Regardless of how you spell it, focaccia is awesome! Italian breads are typically quite dry and full of holes, but not the focaccia. It’s like a super thick pizza dough without all the toppings. It’s simply topped with olive oil, sea salt and a pinch of rosemary, but it’s full of flavour. It makes a great sandwich and is perfect for guests to nibble on while waiting for their main course (how very restaurant-y you would seem!) or you can serve it as a side to dip in soups and stews. So many freaking possibilities. I’ve got three huge pieces sitting in my freezer with my name on it for when we get back from Morocco. I’m looking forward to it already (admittedly not as much as I’m looking forward to Morocco itself, but it’s a pretty close second!).
Prep Time: 1 hour 50 minutes
Cooking Time: 20 minutes
3 cups plain flour
1 (7g) sachet instant yeast
1 tsp salt
1 cup warm water
3 tbsp olive oil, plus extra 3-4 tbsp for drizzling and greasing
2-3 sprigs fresh rosemary, leaves stripped and reserved
1-2 tbsp sea salt/kosher salt
- In a large bowl, combine plain flour, yeast and salt. Make a well in the centre and pour in warm water and 3 tbsp olive oil. Use a butter knife to mix ingredients together. Once it has formed a shaggy dough, turn out onto a lightly floured surface and knead for 10 minutes, until smooth, soft and stretchy.
- Grease a large bowl with olive oil and place dough into bowl. Cover with cling film and set aside until dough has doubled in size, about 1 hour.
- Preheat oven to 200°C/400°F/Gas Mark 6. Brush a large rimmed baking tray (I used 39cm x 27cm) with olive oil. Roll dough out to about the size of the baking tray, and transfer to tray. Brush with olive oil, then set aside for 30 minutes to rise.
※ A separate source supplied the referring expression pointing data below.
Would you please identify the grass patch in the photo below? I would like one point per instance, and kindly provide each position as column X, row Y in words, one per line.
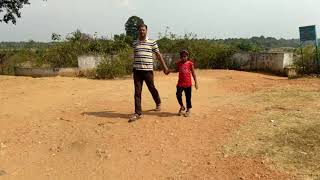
column 286, row 131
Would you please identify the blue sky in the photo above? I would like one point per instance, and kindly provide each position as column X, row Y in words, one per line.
column 206, row 18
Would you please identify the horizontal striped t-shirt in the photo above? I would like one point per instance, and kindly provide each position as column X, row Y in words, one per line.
column 143, row 54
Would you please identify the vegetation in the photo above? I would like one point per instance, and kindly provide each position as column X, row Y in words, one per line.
column 206, row 53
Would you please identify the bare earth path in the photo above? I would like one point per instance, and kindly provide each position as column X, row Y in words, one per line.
column 70, row 128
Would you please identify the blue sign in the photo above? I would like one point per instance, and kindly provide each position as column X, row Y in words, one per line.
column 308, row 33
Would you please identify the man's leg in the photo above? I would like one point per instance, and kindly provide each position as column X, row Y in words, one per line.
column 138, row 82
column 150, row 83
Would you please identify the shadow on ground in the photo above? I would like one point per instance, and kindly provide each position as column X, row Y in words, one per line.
column 113, row 114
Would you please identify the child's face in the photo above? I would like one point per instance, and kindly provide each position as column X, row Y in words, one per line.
column 184, row 57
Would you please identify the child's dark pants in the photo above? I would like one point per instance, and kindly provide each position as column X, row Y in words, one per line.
column 187, row 92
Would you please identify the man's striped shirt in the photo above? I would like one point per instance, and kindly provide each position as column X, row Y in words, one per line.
column 143, row 54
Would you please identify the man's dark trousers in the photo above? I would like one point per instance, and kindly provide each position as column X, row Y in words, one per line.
column 139, row 77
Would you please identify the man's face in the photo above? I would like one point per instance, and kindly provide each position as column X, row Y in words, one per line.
column 142, row 32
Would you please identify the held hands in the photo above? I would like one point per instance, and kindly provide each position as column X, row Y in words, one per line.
column 166, row 71
column 196, row 85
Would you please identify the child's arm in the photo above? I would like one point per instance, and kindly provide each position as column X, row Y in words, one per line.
column 194, row 76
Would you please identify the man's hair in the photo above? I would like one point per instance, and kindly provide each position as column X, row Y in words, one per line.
column 142, row 25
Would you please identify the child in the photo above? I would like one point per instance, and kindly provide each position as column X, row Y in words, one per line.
column 185, row 68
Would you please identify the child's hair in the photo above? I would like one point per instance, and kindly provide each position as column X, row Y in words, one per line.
column 184, row 52
column 142, row 25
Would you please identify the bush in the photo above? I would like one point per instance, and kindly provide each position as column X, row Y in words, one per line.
column 115, row 66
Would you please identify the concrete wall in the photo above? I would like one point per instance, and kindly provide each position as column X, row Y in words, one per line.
column 275, row 62
column 36, row 72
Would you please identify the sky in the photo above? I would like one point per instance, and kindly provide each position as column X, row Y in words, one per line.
column 217, row 19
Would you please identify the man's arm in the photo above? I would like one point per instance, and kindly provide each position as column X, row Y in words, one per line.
column 163, row 64
column 194, row 76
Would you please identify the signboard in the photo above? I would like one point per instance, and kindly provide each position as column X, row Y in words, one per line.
column 308, row 33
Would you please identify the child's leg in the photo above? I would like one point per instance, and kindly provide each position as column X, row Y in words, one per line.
column 188, row 91
column 179, row 95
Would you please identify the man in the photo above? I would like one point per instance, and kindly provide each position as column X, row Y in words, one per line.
column 143, row 70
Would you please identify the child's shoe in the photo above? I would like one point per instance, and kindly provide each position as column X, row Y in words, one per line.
column 188, row 113
column 182, row 108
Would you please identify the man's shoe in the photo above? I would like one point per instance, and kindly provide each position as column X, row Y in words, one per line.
column 158, row 108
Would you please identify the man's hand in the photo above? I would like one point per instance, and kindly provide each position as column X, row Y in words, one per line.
column 166, row 71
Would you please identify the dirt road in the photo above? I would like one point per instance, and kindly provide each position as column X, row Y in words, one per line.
column 70, row 128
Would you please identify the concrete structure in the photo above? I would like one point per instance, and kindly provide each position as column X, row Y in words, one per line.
column 89, row 61
column 36, row 72
column 273, row 62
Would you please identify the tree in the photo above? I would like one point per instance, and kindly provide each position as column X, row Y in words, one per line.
column 11, row 10
column 131, row 26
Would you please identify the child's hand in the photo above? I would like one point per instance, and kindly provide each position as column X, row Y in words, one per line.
column 166, row 71
column 196, row 85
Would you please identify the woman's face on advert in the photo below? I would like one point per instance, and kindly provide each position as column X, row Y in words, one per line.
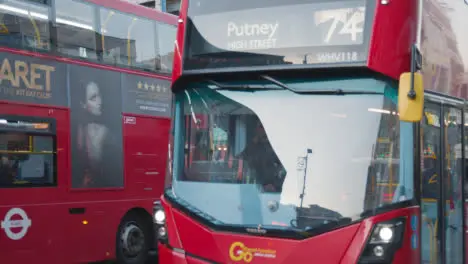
column 93, row 99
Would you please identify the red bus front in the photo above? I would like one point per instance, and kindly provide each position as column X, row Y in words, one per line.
column 288, row 143
column 84, row 111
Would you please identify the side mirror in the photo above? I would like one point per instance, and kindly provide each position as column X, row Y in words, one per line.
column 411, row 109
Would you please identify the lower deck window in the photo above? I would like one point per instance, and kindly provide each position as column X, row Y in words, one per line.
column 27, row 158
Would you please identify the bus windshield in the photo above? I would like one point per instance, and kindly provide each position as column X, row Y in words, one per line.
column 279, row 158
column 241, row 33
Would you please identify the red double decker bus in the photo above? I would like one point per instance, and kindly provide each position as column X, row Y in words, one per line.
column 84, row 124
column 317, row 131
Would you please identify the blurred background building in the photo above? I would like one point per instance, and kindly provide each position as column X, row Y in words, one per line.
column 170, row 6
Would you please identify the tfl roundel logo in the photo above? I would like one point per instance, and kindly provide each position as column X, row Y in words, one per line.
column 16, row 224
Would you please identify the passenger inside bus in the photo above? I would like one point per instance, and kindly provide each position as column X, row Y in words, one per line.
column 263, row 161
column 8, row 171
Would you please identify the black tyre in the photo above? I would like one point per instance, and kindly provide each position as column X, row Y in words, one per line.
column 134, row 239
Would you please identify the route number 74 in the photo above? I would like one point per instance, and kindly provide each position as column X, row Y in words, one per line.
column 344, row 21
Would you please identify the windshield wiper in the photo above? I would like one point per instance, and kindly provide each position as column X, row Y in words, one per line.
column 240, row 87
column 326, row 91
column 253, row 87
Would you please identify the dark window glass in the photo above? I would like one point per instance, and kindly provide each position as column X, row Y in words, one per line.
column 76, row 27
column 26, row 158
column 24, row 25
column 166, row 37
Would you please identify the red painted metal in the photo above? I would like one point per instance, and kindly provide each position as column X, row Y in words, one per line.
column 340, row 246
column 391, row 39
column 396, row 26
column 55, row 235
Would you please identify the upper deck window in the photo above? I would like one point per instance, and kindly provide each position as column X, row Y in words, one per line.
column 76, row 36
column 25, row 25
column 83, row 30
column 260, row 33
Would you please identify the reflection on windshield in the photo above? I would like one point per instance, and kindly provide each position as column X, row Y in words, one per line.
column 278, row 158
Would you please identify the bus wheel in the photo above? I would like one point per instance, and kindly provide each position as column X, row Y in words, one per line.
column 133, row 240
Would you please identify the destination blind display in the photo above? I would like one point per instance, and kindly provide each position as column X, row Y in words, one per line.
column 270, row 32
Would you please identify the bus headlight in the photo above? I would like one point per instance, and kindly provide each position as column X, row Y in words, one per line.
column 385, row 239
column 160, row 217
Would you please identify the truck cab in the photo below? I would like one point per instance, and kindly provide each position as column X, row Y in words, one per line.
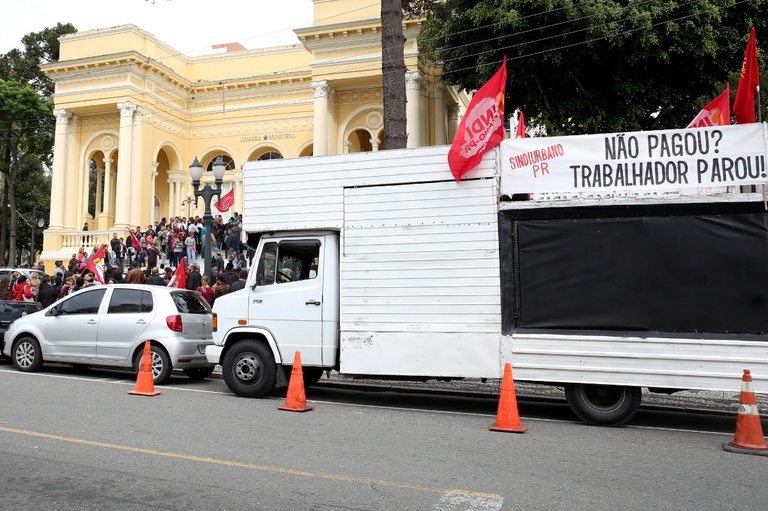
column 290, row 304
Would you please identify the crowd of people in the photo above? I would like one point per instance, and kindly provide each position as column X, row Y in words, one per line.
column 150, row 256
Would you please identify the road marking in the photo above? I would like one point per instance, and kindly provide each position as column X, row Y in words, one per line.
column 265, row 468
column 454, row 502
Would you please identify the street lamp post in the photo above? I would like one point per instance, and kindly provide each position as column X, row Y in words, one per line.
column 207, row 193
column 35, row 221
column 187, row 203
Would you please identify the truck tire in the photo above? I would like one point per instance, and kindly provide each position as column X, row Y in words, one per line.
column 249, row 369
column 603, row 405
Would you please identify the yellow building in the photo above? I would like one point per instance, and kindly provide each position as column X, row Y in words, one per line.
column 134, row 113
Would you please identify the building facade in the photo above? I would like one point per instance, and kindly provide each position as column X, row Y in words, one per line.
column 132, row 114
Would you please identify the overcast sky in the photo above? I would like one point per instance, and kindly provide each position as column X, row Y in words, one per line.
column 188, row 26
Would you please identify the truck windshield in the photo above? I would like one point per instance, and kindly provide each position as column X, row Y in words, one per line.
column 288, row 261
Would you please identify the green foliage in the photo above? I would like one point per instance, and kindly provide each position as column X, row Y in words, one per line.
column 39, row 48
column 598, row 65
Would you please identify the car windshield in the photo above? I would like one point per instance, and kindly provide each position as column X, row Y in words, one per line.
column 190, row 303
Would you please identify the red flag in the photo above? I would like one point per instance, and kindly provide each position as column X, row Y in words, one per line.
column 135, row 241
column 749, row 81
column 96, row 264
column 716, row 113
column 179, row 278
column 482, row 127
column 520, row 126
column 226, row 202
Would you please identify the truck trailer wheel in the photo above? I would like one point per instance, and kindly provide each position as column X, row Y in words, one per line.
column 603, row 405
column 249, row 369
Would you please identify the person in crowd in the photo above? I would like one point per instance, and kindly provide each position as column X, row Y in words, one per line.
column 69, row 285
column 73, row 263
column 59, row 269
column 5, row 289
column 135, row 275
column 49, row 292
column 155, row 279
column 168, row 275
column 194, row 279
column 230, row 274
column 205, row 289
column 22, row 291
column 220, row 289
column 190, row 243
column 239, row 283
column 178, row 249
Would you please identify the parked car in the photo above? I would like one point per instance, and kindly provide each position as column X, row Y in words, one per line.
column 29, row 272
column 11, row 310
column 108, row 326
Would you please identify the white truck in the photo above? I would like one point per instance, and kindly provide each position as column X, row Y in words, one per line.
column 381, row 265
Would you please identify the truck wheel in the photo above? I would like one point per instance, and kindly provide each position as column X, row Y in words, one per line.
column 249, row 369
column 27, row 355
column 161, row 364
column 603, row 405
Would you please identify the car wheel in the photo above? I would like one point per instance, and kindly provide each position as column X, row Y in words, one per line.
column 603, row 405
column 199, row 373
column 249, row 369
column 27, row 355
column 161, row 364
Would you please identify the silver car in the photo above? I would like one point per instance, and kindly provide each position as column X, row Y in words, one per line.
column 108, row 326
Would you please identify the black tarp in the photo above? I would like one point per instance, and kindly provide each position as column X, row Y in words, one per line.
column 642, row 271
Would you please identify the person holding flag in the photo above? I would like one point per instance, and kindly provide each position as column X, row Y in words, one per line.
column 95, row 264
column 749, row 84
column 482, row 127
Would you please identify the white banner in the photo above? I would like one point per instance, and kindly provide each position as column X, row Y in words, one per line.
column 644, row 160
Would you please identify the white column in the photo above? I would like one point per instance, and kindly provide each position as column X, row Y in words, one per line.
column 320, row 119
column 108, row 184
column 152, row 194
column 413, row 81
column 138, row 184
column 453, row 121
column 72, row 164
column 171, row 200
column 237, row 184
column 99, row 196
column 123, row 189
column 59, row 170
column 441, row 133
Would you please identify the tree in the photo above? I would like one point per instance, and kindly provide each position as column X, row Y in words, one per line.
column 26, row 137
column 39, row 48
column 393, row 74
column 26, row 124
column 597, row 66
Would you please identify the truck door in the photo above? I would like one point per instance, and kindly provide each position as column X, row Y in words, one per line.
column 288, row 298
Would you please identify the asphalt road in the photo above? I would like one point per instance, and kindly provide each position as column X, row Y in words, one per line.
column 77, row 440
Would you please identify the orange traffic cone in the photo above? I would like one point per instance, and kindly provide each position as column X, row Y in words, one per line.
column 507, row 418
column 295, row 400
column 749, row 433
column 145, row 383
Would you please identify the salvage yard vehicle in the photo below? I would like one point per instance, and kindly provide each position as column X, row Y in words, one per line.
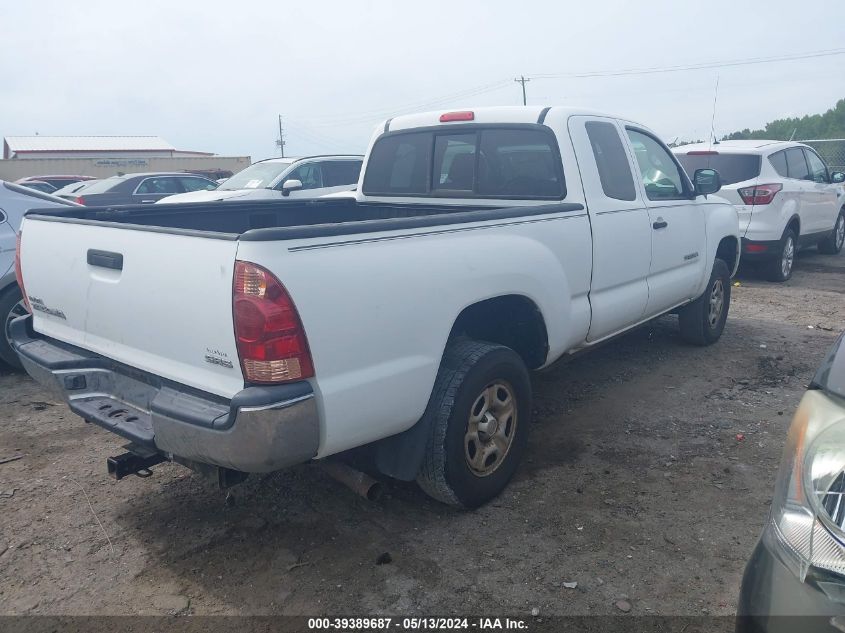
column 249, row 336
column 15, row 200
column 144, row 188
column 278, row 178
column 795, row 579
column 785, row 195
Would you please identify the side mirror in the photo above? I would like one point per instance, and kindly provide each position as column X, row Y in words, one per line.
column 706, row 181
column 291, row 185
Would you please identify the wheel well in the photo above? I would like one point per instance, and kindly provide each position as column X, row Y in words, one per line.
column 511, row 320
column 727, row 252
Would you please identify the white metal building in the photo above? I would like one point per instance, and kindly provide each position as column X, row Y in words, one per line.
column 29, row 147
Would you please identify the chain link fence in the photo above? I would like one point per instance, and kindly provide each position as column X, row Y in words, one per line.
column 831, row 150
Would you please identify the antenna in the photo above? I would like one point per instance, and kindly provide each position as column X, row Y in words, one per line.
column 713, row 119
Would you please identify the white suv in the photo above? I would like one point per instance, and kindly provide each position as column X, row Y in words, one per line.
column 785, row 196
column 278, row 178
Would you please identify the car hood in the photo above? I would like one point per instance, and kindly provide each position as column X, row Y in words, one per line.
column 217, row 195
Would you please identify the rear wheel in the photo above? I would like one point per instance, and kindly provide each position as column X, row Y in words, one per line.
column 703, row 321
column 480, row 410
column 832, row 244
column 780, row 267
column 11, row 307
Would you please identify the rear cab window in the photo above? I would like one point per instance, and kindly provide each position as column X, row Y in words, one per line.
column 732, row 168
column 467, row 161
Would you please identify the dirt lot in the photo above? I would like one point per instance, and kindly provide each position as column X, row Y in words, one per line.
column 637, row 486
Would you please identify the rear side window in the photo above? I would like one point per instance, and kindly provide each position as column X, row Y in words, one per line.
column 469, row 162
column 341, row 172
column 778, row 161
column 796, row 165
column 611, row 160
column 818, row 171
column 732, row 168
column 399, row 165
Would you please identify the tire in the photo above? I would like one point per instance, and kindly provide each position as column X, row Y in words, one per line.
column 472, row 452
column 11, row 307
column 703, row 321
column 832, row 244
column 780, row 268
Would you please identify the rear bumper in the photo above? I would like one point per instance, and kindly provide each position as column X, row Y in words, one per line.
column 756, row 250
column 260, row 429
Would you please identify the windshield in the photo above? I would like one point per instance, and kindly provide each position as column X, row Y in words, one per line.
column 732, row 168
column 257, row 176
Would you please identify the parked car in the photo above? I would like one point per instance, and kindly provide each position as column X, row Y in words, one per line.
column 15, row 199
column 785, row 195
column 58, row 181
column 38, row 185
column 71, row 191
column 141, row 188
column 277, row 178
column 795, row 580
column 483, row 244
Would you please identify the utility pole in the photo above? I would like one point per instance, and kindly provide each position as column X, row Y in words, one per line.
column 522, row 80
column 281, row 142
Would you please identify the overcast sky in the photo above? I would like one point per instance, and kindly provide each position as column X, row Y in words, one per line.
column 213, row 76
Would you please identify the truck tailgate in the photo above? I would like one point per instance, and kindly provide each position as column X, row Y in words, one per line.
column 156, row 301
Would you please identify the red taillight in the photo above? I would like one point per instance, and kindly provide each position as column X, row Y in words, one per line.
column 464, row 115
column 19, row 272
column 760, row 194
column 271, row 341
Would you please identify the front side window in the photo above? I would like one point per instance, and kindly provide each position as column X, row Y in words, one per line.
column 197, row 184
column 661, row 175
column 470, row 162
column 796, row 164
column 611, row 160
column 157, row 186
column 818, row 171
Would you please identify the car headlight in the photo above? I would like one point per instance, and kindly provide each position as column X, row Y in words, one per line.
column 808, row 510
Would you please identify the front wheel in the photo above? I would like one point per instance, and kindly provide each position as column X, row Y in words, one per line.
column 479, row 414
column 11, row 307
column 832, row 244
column 703, row 321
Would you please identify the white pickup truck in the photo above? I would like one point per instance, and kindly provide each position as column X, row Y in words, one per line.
column 246, row 337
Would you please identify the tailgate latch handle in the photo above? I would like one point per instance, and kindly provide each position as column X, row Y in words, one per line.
column 105, row 259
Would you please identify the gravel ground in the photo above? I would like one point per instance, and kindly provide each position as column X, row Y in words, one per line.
column 636, row 488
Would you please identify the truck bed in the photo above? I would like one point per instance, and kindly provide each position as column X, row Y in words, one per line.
column 279, row 220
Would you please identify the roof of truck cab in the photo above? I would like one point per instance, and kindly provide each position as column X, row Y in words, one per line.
column 755, row 146
column 496, row 114
column 295, row 159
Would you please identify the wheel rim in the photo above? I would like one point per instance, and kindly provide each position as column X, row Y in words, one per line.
column 717, row 303
column 491, row 428
column 19, row 309
column 788, row 256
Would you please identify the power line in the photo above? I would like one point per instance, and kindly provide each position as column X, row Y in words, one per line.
column 700, row 66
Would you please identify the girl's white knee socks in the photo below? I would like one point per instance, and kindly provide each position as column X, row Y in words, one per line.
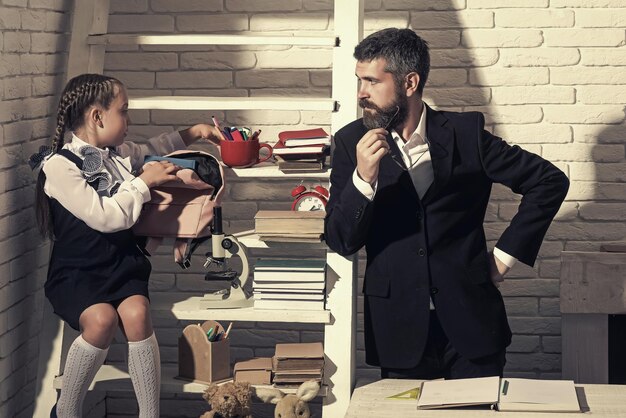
column 81, row 365
column 144, row 367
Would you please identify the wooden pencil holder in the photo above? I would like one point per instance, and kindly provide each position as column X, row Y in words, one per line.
column 201, row 360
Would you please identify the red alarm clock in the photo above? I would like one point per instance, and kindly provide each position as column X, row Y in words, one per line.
column 314, row 199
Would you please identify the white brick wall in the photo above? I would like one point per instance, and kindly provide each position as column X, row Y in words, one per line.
column 548, row 75
column 32, row 63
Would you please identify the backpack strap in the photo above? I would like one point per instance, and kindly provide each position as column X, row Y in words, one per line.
column 72, row 157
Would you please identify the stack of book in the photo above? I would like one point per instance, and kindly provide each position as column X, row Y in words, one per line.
column 294, row 364
column 289, row 284
column 302, row 150
column 289, row 225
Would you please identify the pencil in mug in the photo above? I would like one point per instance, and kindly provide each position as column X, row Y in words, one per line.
column 228, row 330
column 217, row 125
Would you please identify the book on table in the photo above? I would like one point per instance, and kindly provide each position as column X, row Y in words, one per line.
column 256, row 371
column 510, row 394
column 289, row 222
column 315, row 268
column 302, row 137
column 288, row 286
column 307, row 165
column 298, row 153
column 289, row 237
column 260, row 295
column 298, row 356
column 289, row 304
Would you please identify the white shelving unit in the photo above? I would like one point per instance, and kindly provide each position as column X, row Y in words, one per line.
column 87, row 48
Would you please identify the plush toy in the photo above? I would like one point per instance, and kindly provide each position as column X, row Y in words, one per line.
column 228, row 400
column 290, row 406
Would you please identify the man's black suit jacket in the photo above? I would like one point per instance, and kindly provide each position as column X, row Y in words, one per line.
column 435, row 247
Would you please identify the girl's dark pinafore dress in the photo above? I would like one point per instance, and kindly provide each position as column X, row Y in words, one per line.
column 88, row 267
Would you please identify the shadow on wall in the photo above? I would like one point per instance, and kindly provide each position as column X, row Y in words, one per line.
column 44, row 324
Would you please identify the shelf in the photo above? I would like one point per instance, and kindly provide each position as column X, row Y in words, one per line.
column 185, row 307
column 113, row 379
column 270, row 170
column 192, row 39
column 230, row 103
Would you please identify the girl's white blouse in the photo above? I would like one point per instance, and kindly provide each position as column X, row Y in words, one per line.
column 66, row 183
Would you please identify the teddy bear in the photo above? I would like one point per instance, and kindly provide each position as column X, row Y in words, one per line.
column 292, row 405
column 228, row 400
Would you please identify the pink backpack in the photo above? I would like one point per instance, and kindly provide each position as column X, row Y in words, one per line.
column 183, row 210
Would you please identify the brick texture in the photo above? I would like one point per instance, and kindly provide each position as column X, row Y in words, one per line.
column 33, row 35
column 548, row 75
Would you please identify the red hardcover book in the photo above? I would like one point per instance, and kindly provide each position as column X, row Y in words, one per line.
column 304, row 137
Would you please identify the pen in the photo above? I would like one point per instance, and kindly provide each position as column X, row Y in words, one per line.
column 217, row 125
column 228, row 330
column 227, row 134
column 505, row 387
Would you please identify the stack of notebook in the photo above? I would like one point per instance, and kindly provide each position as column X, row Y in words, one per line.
column 302, row 150
column 289, row 225
column 289, row 284
column 294, row 364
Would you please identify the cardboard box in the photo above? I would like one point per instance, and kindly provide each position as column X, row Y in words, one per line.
column 201, row 360
column 257, row 371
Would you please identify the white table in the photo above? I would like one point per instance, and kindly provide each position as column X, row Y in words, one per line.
column 370, row 400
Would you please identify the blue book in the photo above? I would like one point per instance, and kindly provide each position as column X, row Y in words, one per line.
column 181, row 162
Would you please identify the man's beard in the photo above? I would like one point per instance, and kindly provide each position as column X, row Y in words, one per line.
column 384, row 117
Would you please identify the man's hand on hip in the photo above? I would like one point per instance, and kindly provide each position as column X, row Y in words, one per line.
column 370, row 149
column 497, row 269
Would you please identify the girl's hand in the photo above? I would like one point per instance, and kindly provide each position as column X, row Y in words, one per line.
column 159, row 172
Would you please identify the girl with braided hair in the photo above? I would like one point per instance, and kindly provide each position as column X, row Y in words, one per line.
column 89, row 194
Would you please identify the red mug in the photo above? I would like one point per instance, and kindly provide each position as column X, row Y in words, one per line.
column 243, row 153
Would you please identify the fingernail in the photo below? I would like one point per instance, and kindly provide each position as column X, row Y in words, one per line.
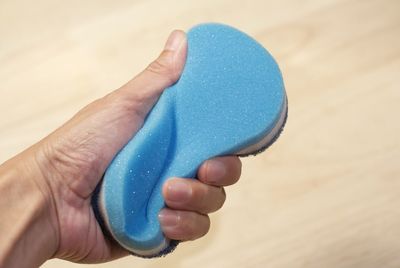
column 174, row 41
column 168, row 218
column 216, row 170
column 178, row 191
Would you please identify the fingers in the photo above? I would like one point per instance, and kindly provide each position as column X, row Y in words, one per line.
column 193, row 195
column 220, row 171
column 143, row 90
column 183, row 225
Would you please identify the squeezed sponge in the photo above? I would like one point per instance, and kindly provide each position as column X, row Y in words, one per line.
column 230, row 99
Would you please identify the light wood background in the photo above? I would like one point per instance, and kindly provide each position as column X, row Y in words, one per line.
column 327, row 194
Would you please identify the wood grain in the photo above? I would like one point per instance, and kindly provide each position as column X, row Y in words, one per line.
column 326, row 195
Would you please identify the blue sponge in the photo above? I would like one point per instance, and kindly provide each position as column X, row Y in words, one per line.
column 230, row 100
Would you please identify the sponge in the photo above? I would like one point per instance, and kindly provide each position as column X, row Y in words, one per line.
column 229, row 100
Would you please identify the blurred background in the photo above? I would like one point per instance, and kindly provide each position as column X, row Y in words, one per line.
column 327, row 194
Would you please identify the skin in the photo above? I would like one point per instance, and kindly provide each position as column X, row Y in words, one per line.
column 45, row 191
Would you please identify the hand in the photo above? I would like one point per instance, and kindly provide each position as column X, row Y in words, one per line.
column 67, row 165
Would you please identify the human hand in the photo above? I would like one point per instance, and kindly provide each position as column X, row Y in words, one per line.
column 66, row 166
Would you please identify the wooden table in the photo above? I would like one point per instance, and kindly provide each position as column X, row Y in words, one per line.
column 326, row 195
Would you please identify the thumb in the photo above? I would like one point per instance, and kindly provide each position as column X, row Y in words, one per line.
column 144, row 89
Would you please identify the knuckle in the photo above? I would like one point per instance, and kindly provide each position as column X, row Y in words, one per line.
column 163, row 66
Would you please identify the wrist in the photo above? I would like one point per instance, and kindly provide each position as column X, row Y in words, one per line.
column 27, row 231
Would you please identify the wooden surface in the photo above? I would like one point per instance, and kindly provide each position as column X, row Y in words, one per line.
column 326, row 195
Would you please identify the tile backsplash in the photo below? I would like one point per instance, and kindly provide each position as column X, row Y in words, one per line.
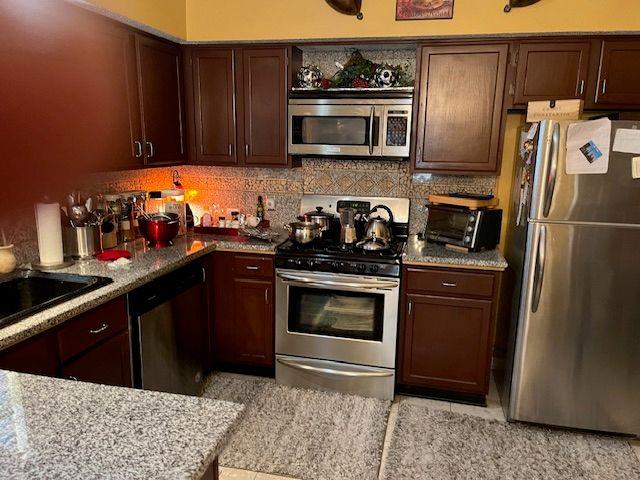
column 239, row 187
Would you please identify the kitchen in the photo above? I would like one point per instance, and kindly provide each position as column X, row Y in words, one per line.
column 396, row 339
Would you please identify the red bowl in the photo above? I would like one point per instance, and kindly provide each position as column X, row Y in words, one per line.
column 159, row 229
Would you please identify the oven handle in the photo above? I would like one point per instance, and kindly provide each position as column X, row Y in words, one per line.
column 331, row 371
column 333, row 283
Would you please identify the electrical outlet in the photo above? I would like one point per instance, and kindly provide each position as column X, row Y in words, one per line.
column 271, row 204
- Once risen, use your fingertips to press deep holes into dough, then drizzle (not brush) 1-2 tbsp of olive oil over the dough and sprinkle with rosemary leaves and sea salt. Bake for 20 minutes, until dough is firm to touch and cooked through. Brown under the grill (broiler) for 2-3 minutes if cooked but still pale on top. Remove from oven/grill, drizzle with more olive oil and allow to soak up before serving.